Şiddetle Mücadele Ağı Bileşenleri, Diyarbakır Adliyesi önünde toplanarak cezaevinde “demans” teşhisi konulan hasta tutuklu Aysel Tuğluk nezdinde tüm hasta tutsaklara ilişkin açıklama yaptı. Açıklamada, “Aysel Tuğluk’un mevcut sağlık durumunu kapsamlı bir şekilde incelenmesi ve buna yönelik bir rapor hazırlanması gerekirken kamuoyu yanıltılmıştır” denildi.

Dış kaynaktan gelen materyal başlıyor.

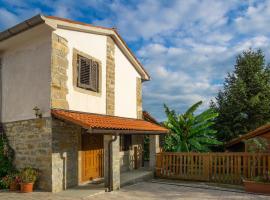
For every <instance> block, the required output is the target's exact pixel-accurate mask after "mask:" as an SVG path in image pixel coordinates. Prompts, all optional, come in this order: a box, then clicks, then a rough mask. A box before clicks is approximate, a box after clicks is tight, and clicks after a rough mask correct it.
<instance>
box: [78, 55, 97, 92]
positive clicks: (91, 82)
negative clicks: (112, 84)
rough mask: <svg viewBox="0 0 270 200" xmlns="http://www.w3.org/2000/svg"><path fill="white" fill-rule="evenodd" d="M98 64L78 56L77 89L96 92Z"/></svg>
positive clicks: (96, 90)
mask: <svg viewBox="0 0 270 200" xmlns="http://www.w3.org/2000/svg"><path fill="white" fill-rule="evenodd" d="M98 67H99V66H98V63H97V62H95V61H92V60H90V59H88V58H85V57H82V56H78V87H81V88H84V89H88V90H93V91H95V92H97V91H98Z"/></svg>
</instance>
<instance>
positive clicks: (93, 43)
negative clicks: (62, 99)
mask: <svg viewBox="0 0 270 200" xmlns="http://www.w3.org/2000/svg"><path fill="white" fill-rule="evenodd" d="M55 33H56V34H57V35H59V36H61V37H63V38H65V39H67V40H68V47H69V53H68V72H67V74H68V82H67V86H68V95H67V101H68V104H69V109H70V110H76V111H83V112H91V113H99V114H106V41H107V38H106V36H102V35H95V34H91V33H84V32H79V31H72V30H65V29H57V30H56V31H55ZM73 48H75V49H77V50H79V51H82V52H84V53H86V54H88V55H90V56H92V57H95V58H96V59H98V60H100V61H101V63H102V83H101V84H102V88H101V95H100V96H96V95H91V94H89V93H88V94H87V93H82V92H80V91H77V90H76V89H75V88H74V86H73V66H72V56H73V55H72V54H73Z"/></svg>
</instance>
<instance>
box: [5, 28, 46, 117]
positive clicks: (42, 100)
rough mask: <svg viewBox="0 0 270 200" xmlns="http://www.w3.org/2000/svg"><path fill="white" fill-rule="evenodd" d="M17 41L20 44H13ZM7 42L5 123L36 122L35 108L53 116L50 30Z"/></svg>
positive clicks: (5, 57)
mask: <svg viewBox="0 0 270 200" xmlns="http://www.w3.org/2000/svg"><path fill="white" fill-rule="evenodd" d="M17 37H18V38H19V42H14V41H16V38H17ZM18 38H17V39H18ZM5 42H8V49H1V48H2V47H1V48H0V50H1V51H2V54H1V56H0V57H1V59H2V113H1V116H2V121H3V122H11V121H18V120H26V119H32V118H35V115H34V111H33V108H34V107H35V106H38V107H39V108H40V109H41V111H42V112H43V116H45V117H46V116H50V63H51V32H50V30H49V29H48V28H46V27H45V26H44V25H40V26H37V27H35V28H32V29H30V30H28V31H25V32H23V33H21V34H19V35H18V36H15V37H14V38H11V39H10V40H9V41H5ZM2 44H3V43H2Z"/></svg>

Şiddetle Mücadele Ağı Bileşenleri, 2016 yılından bu yana tutuklu olan, cezaevinde demans hastalığına yakalanan HDP eski milletvekili Aysel Tuğluk nezdinde tüm hasta tutsaklara ilişkin Diyarbakır Adliyesi önünde bir araya gelerek basın açıklaması yaptı.
Cezaevinde yaşanan hak ihlallerinin başında sağlık hakkı ihlalinin geldiği,sağlık hizmetine erişimin engellendiği, hasta mahpusların sağlık ve yaşam hakkının sistematik bir şekilde ihlal edildiği ve durumun son bulması için başta Aysel Tuğluk olmak üzere tüm hasta tutsakların ceza infazının hastalığı süresince geri bırakılması çağrısında bulunuldu.

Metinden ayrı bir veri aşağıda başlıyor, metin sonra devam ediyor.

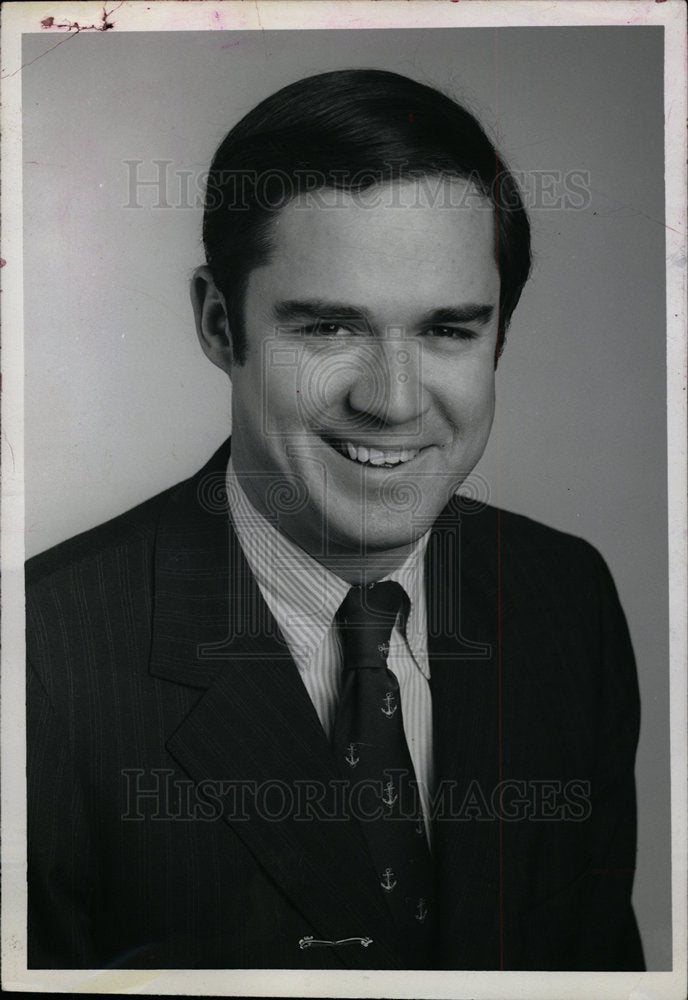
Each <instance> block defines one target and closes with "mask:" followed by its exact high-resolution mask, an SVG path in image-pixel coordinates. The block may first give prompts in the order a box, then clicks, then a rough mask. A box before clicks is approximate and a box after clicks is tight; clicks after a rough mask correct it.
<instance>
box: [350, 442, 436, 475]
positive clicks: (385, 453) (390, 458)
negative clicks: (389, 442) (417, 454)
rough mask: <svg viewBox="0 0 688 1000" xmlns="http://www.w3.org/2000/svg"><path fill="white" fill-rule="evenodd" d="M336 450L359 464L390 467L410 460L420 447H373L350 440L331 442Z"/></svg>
mask: <svg viewBox="0 0 688 1000" xmlns="http://www.w3.org/2000/svg"><path fill="white" fill-rule="evenodd" d="M332 443H333V444H334V447H335V448H336V449H337V451H338V452H339V453H340V454H341V455H343V456H344V457H345V458H349V459H351V461H352V462H358V463H359V464H360V465H373V466H377V467H379V468H384V469H392V468H394V466H395V465H402V464H404V463H405V462H410V461H412V459H414V458H415V457H416V455H417V454H418V453H419V451H420V448H373V447H365V446H364V445H356V444H353V442H351V441H338V442H332Z"/></svg>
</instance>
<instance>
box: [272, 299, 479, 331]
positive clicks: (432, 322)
mask: <svg viewBox="0 0 688 1000" xmlns="http://www.w3.org/2000/svg"><path fill="white" fill-rule="evenodd" d="M273 312H274V314H275V318H276V319H277V320H279V321H280V322H282V323H288V322H294V321H295V320H318V319H326V318H330V319H358V320H365V321H366V322H367V323H369V324H371V325H372V318H371V314H370V311H369V310H368V309H365V308H364V307H363V306H355V305H350V304H348V303H344V302H330V301H326V300H325V299H286V300H284V301H282V302H277V303H275V306H274V309H273ZM493 314H494V306H491V305H479V304H477V303H472V302H470V303H466V304H464V305H460V306H442V307H440V308H438V309H433V310H432V311H431V312H429V313H428V314H427V315H425V316H424V317H423V318H422V321H421V323H420V325H421V326H432V325H438V324H443V323H479V324H480V325H481V326H484V325H485V324H486V323H489V321H490V320H491V319H492V316H493Z"/></svg>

‘Yaşatılan travma sonrası sağlık sorunları yaşıyor’
Evrensel‘in aktarımına göre, basın açıklamasını okuyan İHD Diyarbakır Şubesi Başkan Yardımcısı Ezgi Demir, “Hasta tutuklu Aysel Tuğluk’un yıllardır Kürt, Alevi ve Kadın kimliği ile demokratik siyaset yapan toplumsal cinsiyet eşitliği temelinde ilklere imza atmış bir insan hakları savunucusudur. Aysel Tuğluk’un uzun bir süredir ciddi sağlık sorunları yaşaması üzerine avukatları tarafından mevzuat gereğince cezanın infazının ertelenmesi talebinde bulunulmuştur. Bunun üzerine Kocaeli Tıp Fakültesi Adli Tıp Kurulu hazırladığı raporda Aysel Tuğluk’un hastalığının kronik ilerleyici seyirli ve cezaevinde tek başına hayatını sürdürmesini engeller nitelikte olduğunu bu sebeple de cezasının infazının ertelenmesi gerektiğini belirtmiştir. Ancak Adli Tıp Kurumu 3. İhtisas Kurulu aksi yönde görüş belirterek Aysel Tuğluk’un cezaevi koşullarında yaşayabileceğini belirtmiştir. Bunun üzerine Kocaeli Cumhuriyet Başsavcılığı Adli Tıp Kurumu 3. İhtisas Kurulunun raporunu esas alarak Aysel Tuğluk için yapılan tahliye talebini reddetmiştir” dedi.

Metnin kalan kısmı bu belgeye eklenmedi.